Rejuvenation Heat Treatment Development to Extend the Service Life of René N4 Single Crystal Gas Turbine Blades

Single crystal superalloys are widely used for gas turbine blades exposed to high stresses, high temperatures in aggressive environments. When these components reach their serviceable limit, they must be replaced by new ones, with an important impact in terms of maintenance costs. Significant savings can be achieved through the application of a rejuvenation heat treatment, able to extend the life of a serviced turbine blade beyond its original design intent and avoid parts scrap. The success of such a technology for SX-superalloys is related to the effective restoration of the original γ/γ’ microstructure, which is linked to the material mechanical properties, without impairing the original single crystal structure. Indeed, one challenge in designing a rejuvenation heat treatment for single crystal superalloys is the risk of recrystallization, which must be kept under control. This work is focused on the development of a rejuvenation heat treatment for René N4 alloy.

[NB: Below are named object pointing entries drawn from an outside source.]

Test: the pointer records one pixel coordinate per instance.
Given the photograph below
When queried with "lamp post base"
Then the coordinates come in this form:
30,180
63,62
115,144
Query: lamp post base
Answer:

Different rejuvenation cycles have been explored through an in-depth material characterization, using samples taken from both new material and real serviced gas turbine blades. Several solutioning heat treatments have been investigated in a window ranging from the theoretical γ’ solvus temperature and the original solutioning temperature used during blades manufacturing. The assessment of the candidate rejuvenation heat treatments effectiveness is based on the evaluation of microstructure γ/γ’restoration and the presence of recrystallized grains.